Finalistas do Estadual mesmo sem estruturas adequadas para formação de seus jogadores, Vasco e Botafogo tem planos diferentes sobre o terreno cedido pela Prefeitura do Rio para construção de seus futuros Centros de Treinamento. O Vasco aguarda a documentação do poder público liberando a ocupação e a construção, enquanto o Botafogo alega que o local, em Vargem Grande, requer um investimento de R$ 10 milhões só com aterramento da área alagada, e, sem dinheiro, propõe refazer o trato.
— Não adianta vai entregar um pedaço de pântano a uma pessoa pobre construir sua casa. Querer que o Botafogo faça algo no terreno que custa R$ 10 milhões só para aterrar é um sonho. Não foi entregue a nós, não sei o que foi prometido — afirmou o presidente Carlos Eduardo Pereira, lembrando do acordo feito em 2012, com outra direção.
Segundo o mandatário alvinegro, se não houver renegociação, o terreno pode até ser devolvido.
— Se houvesse disposição da Prefeitura para um entendimento e projeto conjunto, teríamos que partir do zero. O terreno está abandonado, sem acesso, aí não adianta. Aí pode pegar — desabafou.
O Botafogo ainda reclama da dificuldade de receber da Prefeitura o repasse dos gastos com os custos do estádio Nilton Santos, conforme o prometido, e descarta pedir recursos para obras iniciais do CT.
— Já encontramos dificuldade na Prefeitura para receber o reembolso do Nilton Santos, não é o caso de se pedir nada — disse o presidente Carlos Eduardo Pereira.

Vice-Presidente do Departamento de Patrimônio do Vasco, José Joaquim Cardoso Lima diz que o clube tem um projeto para o terreno virar CT.
— Pretendemos usar, mas quando recebermos a documentação da Prefeitura dizendo que pode ocupar e construir. Existe um projeto, teria que fazer a terraplanagem, sim. Não vamos descartar, a área é importante para o Vasco — afirmou Lima, sem quantificar o custo para iniciar as obras no local.

Hoje, a área de 90 mil metros quadrados é coberta de mato e alagada, com acesso restrito apenas por áreas privativas de uma empresa de reciclagem e de uma faculdade desativada. Nas redondezas, moradores da comunidade Beira-Rio, ao lado da Estrada do Rio Morto, desconhecem o futuro local de treinos de Vasco e Botafogo.
Soluções improvisadas
O Vasco usa hoje o CT do Tigres para a sua base e a sede de São Januário para o time profissional. Já o Botafogo quer reformar o gramado do estádio Caio Martins e da sede de General Severiano para o uso dos jovens e do elenco principal, respectivamente. O CTs, sob risco e fora do mapa, não tem data para sair do papel. Afogados em dívidas, as soluções improvisadas seguem sendo as únicas possíveis.

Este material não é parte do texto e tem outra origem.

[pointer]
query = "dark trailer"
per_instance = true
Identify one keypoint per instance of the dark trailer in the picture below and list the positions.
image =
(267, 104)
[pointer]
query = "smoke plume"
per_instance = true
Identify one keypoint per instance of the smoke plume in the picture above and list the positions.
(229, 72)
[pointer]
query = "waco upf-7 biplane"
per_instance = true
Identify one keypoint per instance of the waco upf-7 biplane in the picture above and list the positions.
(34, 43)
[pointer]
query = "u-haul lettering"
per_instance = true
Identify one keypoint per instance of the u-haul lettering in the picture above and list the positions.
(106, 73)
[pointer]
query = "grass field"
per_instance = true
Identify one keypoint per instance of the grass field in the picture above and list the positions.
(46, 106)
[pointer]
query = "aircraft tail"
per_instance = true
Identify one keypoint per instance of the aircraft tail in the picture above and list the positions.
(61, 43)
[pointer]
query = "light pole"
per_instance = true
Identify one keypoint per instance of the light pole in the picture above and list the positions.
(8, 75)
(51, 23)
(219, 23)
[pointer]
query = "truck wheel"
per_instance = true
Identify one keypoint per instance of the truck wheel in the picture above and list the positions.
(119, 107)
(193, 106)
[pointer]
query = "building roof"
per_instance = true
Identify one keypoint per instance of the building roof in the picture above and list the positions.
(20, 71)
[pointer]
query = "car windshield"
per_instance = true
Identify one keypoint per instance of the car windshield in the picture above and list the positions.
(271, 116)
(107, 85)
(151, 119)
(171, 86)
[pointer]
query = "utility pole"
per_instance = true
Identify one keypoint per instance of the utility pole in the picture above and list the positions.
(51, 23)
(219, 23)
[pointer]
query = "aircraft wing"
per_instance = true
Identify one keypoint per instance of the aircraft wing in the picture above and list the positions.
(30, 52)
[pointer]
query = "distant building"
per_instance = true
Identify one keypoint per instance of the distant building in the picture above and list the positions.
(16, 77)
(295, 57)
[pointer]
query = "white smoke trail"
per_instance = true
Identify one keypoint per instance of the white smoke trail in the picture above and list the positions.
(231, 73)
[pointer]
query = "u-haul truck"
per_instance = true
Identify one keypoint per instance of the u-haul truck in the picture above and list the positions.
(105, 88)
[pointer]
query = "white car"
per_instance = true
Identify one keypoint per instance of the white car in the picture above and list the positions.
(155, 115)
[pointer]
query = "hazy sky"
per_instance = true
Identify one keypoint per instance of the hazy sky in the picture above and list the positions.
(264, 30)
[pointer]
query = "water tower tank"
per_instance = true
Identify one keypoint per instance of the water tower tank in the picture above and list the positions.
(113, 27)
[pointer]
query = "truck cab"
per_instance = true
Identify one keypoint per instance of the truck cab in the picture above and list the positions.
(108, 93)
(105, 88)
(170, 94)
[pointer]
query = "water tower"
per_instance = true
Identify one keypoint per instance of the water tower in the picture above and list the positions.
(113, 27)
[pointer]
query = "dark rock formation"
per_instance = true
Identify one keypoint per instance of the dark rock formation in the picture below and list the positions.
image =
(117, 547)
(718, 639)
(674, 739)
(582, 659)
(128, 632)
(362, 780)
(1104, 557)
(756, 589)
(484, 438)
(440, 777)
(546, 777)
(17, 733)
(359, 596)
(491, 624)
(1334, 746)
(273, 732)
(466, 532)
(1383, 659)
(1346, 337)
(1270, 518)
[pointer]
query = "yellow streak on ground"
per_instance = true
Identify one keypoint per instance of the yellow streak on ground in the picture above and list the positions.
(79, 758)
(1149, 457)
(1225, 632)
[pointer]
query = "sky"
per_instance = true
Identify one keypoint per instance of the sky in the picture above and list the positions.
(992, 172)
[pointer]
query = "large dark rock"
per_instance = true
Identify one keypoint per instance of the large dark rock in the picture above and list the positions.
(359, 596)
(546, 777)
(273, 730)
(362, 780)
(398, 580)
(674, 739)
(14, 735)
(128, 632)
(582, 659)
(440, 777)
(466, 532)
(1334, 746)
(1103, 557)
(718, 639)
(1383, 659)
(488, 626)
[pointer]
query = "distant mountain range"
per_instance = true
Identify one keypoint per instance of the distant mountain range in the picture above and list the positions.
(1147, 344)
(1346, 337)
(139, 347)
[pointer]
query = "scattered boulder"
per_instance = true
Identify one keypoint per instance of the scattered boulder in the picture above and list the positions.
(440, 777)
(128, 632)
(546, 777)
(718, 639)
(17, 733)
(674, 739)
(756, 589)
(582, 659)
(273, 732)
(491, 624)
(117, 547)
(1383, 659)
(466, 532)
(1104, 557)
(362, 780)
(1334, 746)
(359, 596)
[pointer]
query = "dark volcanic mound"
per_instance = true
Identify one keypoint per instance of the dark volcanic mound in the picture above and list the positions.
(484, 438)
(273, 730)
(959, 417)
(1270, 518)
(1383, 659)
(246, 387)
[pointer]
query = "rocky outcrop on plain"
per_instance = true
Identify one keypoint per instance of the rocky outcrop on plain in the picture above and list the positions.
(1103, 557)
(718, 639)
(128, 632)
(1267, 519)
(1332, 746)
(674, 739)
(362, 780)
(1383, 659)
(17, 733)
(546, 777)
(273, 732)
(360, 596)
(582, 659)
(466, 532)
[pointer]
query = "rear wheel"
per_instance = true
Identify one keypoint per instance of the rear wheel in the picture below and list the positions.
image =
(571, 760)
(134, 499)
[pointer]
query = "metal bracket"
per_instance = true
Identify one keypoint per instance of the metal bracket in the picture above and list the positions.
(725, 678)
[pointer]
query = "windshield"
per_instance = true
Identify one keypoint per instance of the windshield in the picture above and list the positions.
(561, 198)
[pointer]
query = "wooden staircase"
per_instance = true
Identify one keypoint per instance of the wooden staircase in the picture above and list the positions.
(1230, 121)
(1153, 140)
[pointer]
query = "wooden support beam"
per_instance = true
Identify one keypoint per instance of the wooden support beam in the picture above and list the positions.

Prefeitura diz que clubes podem começar obras quando quiserem
A inércia de Vasco e Botafogo para o início da utilização da área destinada aos futuros Centros de Treinamento levou a Prefeitura do Rio a notificar os clubes. O Vasco no dia três de março e o Botafogo em 19 de fevereiro. Ao tomar conhecimento das justificativas para a demora, o poder público avalia o que fará.
“Ambos prestaram informações sobre o não uso dos terrenos. E a Prefeitura ainda analisa as justificativas”, informou a assessoria, acrescentando que cabe a Vasco e Botafogo decidirem sobre o começo das intervenções para o uso dos terrenos.
O Ministério Público também entrou no circuito ao verificar não apenas a falta de ação de Vasco e Botafogo. Um inquérito foi aberto para averiguar os termos da cessão dos terrenos. A Prefeitura recebeu do órgão o pedido de esclarecimentos.
“O MP solicitou à Prefeitura informações, que foram prontamente respondidas à instituição”, disse, em nota.
A notificação aos clubes aconteceu depois de uma visita de fiscais da Secretaria Especial de Concessões e de Parcerias Público-Privadas (Secpar) ao terreno, onde não encontraram nada.